How Many Ukrainian Refugees Are in Poland?
18:42 GMT 06.08.2023 (Updated: 18:54 GMT 06.08.2023)
© Sputnik / Alexey VitvitskyUkrainian refugees wait on a platform upon arrival from Lvov at a railway station in Przemysl, the border control between Ukraine and Poland
© Sputnik / Alexey Vitvitsky/
The escalation of the Ukrainian conflict in February 2022 prompted a veritable exodus from Ukraine as hundreds of thousands of civilians fled their home country.
Many Ukrainian refugees ended up fleeing across the border to neighboring Poland where some of them sought asylum.
The insistence of the regime in Kiev and its Western sponsors to prolong the fighting in Ukraine as much as possible has made quite a few of these refugees increasingly reluctant to return home.
The Ukrainian authorities’ efforts to forcibly conscript able-bodied Ukrainian men only to sacrifice them in futile attacks against Russian forces have also prompted many to seek their fortunes away from their home.
The impact of this migration on Ukraine’s population is somewhat difficult to gauge, however, as the last census in the country was held over two decades ago in 2001.
So how many Ukrainians have fled to Poland in recent months and what accommodation were they able to find there? Sputnik investigates.
How Many in Poland
According to the information provided by the UN High Commissioner for Refugees (UNHCR), over 13.69 million border crossings from Ukraine to Poland have taken place since February 24, 2022, with the agency pointing out that this figure includes all Ukrainian and third-country nationals border crossings.
At least 968,390 Ukrainian refugees were recorded in Poland as of this week, and some 1,639,725 Ukrainians applied for asylum in that country, UNHCR notes.
How Long Can Refugees Stay in Poland
In March 2023, the Polish government announced that Ukrainian refugees who left their home country due to the escalation of the conflict will be able to legally stay in Poland for 18 months starting from February 24, 2022.
About a month later, however, Polish legislators adopted new amendments to the special bill on the matter, effectively allowing Ukrainian refugees to legally remain in the country until March 2024.
Under the auspices of these new amendments, Ukrainian child refugees who would go to kindergarten or school in March 2024 will be allowed to stay in the country at least until August 31 that year, along with their parents or guardians.
Ukrainian underage high school graduates will also be granted an extension of their stay in Poland alongside their parents or guardians until September 30, 2024.
How Are Refugees Treated
As the Ukrainian conflict drags on, refugees in Poland struggle to adapt to the life in their host country.

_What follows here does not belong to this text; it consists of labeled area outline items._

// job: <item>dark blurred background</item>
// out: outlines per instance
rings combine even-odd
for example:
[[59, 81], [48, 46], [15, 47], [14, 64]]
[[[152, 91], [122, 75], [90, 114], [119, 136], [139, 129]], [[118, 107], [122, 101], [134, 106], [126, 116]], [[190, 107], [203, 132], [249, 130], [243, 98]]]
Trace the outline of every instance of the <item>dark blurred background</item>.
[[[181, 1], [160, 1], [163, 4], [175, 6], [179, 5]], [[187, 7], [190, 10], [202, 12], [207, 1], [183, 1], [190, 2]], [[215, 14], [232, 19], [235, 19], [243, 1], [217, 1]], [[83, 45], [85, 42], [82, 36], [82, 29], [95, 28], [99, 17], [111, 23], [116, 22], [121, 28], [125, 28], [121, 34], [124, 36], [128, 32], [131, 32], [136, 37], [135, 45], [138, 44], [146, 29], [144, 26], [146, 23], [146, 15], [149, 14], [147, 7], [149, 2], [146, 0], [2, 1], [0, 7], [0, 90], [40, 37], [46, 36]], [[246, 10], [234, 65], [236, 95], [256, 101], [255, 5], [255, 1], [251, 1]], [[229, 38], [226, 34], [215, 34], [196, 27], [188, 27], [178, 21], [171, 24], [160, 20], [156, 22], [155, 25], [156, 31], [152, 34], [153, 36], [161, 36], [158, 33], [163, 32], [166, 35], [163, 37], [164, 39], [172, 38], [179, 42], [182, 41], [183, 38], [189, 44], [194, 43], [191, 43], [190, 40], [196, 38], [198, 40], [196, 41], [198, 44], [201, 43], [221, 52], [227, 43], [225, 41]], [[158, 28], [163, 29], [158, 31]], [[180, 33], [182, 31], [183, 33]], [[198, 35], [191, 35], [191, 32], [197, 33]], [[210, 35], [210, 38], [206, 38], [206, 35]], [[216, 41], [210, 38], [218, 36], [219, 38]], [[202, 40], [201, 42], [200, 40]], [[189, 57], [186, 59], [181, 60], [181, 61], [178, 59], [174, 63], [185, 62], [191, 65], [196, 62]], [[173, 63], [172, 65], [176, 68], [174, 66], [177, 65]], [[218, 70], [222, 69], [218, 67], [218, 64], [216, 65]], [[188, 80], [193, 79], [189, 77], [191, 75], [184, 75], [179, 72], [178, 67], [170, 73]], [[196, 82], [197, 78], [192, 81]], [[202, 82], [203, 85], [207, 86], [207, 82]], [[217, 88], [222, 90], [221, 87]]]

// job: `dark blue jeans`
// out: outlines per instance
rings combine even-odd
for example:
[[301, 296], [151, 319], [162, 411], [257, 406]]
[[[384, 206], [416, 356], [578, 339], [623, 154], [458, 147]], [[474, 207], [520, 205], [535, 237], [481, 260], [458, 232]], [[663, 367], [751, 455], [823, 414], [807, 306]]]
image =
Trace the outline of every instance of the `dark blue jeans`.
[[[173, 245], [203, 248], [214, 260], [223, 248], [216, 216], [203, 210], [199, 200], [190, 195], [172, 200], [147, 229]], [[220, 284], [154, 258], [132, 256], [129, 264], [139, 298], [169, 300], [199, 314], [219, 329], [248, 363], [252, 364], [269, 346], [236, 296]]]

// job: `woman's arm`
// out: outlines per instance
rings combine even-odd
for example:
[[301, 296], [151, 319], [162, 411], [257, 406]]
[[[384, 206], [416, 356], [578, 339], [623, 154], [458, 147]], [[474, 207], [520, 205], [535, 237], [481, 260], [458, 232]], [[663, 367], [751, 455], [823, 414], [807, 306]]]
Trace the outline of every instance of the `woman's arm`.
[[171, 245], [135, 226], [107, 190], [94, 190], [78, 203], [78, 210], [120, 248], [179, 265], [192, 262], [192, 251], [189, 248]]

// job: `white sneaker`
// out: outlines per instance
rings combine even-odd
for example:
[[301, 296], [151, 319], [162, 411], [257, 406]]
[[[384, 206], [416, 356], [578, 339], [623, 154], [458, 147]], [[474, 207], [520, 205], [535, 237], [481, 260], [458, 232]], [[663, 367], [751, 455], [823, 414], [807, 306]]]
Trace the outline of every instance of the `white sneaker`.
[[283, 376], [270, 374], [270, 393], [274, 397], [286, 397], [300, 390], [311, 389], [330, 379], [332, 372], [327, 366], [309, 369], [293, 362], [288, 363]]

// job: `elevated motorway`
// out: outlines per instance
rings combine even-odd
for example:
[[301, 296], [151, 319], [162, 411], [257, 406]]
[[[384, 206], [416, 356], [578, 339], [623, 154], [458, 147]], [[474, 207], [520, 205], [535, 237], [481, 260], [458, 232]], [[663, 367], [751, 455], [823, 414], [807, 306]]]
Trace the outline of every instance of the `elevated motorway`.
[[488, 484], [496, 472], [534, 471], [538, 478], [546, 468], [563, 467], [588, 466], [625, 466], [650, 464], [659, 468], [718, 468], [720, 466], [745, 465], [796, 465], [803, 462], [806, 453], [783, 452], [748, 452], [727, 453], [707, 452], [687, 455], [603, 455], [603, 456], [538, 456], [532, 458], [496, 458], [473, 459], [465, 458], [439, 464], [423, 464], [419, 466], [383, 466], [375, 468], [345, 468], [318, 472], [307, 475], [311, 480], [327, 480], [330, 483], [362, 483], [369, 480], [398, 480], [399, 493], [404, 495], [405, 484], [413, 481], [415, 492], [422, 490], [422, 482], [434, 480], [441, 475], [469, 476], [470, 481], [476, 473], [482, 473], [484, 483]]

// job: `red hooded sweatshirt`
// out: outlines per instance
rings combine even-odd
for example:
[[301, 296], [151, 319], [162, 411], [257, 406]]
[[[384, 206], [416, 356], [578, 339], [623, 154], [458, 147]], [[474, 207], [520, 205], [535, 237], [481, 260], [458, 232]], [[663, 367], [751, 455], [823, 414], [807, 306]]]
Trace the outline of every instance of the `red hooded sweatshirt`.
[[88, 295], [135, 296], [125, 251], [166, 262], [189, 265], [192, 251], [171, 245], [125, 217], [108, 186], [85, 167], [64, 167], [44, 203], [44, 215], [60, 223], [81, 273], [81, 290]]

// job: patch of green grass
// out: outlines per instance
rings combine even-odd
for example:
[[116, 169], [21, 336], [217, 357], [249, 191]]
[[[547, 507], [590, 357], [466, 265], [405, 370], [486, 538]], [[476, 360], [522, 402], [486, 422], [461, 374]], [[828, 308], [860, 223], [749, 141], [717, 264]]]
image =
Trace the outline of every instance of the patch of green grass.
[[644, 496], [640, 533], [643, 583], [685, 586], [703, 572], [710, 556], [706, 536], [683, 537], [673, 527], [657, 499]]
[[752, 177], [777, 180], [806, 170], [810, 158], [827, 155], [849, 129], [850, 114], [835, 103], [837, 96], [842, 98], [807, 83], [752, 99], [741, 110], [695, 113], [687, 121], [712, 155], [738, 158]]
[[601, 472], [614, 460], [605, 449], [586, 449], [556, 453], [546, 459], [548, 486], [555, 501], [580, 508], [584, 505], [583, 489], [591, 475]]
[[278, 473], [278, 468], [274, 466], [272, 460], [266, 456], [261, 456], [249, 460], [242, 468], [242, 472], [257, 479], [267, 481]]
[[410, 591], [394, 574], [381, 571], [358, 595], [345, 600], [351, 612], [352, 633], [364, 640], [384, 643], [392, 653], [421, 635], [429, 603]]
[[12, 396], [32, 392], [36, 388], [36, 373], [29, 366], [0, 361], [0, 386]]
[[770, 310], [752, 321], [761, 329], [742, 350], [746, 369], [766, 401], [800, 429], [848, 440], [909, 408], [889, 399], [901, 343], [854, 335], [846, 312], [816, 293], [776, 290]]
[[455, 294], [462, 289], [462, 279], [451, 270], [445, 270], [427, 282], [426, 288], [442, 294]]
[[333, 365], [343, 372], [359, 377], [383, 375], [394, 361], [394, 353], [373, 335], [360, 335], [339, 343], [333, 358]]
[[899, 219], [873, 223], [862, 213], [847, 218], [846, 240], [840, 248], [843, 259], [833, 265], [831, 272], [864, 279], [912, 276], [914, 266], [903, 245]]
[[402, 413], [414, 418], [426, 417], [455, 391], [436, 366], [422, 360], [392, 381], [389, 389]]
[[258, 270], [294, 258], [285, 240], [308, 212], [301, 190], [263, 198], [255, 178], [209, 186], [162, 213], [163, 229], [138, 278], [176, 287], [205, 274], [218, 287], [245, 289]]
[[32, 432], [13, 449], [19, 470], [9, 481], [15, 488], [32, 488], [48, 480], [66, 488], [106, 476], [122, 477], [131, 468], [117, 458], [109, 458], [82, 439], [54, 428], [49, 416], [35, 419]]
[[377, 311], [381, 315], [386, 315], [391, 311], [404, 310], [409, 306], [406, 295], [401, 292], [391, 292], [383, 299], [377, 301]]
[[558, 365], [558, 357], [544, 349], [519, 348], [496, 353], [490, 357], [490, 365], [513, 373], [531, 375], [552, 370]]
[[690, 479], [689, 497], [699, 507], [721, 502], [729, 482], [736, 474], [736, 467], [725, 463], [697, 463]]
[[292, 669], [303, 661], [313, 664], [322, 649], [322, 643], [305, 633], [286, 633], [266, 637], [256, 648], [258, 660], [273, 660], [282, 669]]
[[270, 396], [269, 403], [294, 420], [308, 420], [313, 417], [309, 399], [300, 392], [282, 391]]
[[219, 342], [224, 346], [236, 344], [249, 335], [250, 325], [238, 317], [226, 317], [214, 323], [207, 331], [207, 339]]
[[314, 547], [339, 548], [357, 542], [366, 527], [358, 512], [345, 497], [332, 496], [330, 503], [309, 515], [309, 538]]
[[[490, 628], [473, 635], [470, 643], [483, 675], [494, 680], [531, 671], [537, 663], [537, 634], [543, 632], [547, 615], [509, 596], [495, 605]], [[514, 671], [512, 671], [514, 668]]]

One researcher from the University of Warsaw’s Center for Migration Research was quoted in February by a European broadcaster as saying that Ukrainian refugees in Poland face problems with finding employment and accommodation, and that there is a need for a long-term program aimed at solving their issues.
Another European digital media outlet reported in May that the Polish Economic Institute (PIE) noticed a change in the Polish people’s attitude towards Ukrainian refugees.
In a report titled "Poles and Ukrainians - challenges of refugee integration," PIE noted that, while about 66 percent of Poles support accepting refugees, that number has dropped by 7 percentage points in recent months.
The number of Poles who think that Ukrainian refugees need help has also witnessed a significant decline, from 84 percent to 50 percent, with one PIE scholar describing this dwindling willingness to help refugees as “compassion fatigue.”
The plight of the Ukrainian refugees in Poland may be further compounded by the strained relations between Warsaw and Kiev.
Despite Poland being one of Ukraine’s biggest donors in terms of military hardware, not to mention reports about Polish mercenaries fighting alongside the Ukrainian militants, the relationship between the two countries has soured in recent weeks. Relations deteriorated after Warsaw moved to hamper Ukrainian agri-food exports to the EU out of concern that it might harm the livelihoods of Polish farmers.
This week, Kiev ended up calling the Polish ambassador in on Monday after Marcin Przydacz, Poland's secretary of state in the Chancellery of the President, accused Ukraine of being ungrateful for all the help the country provides to the country.
Warsaw promptly summoned Ukraine’s top envoy in Poland over this development, while Poland's Deputy Foreign Minister Pawel Jablonski had to admit that the relations between the two countries were strained by this diplomatic row.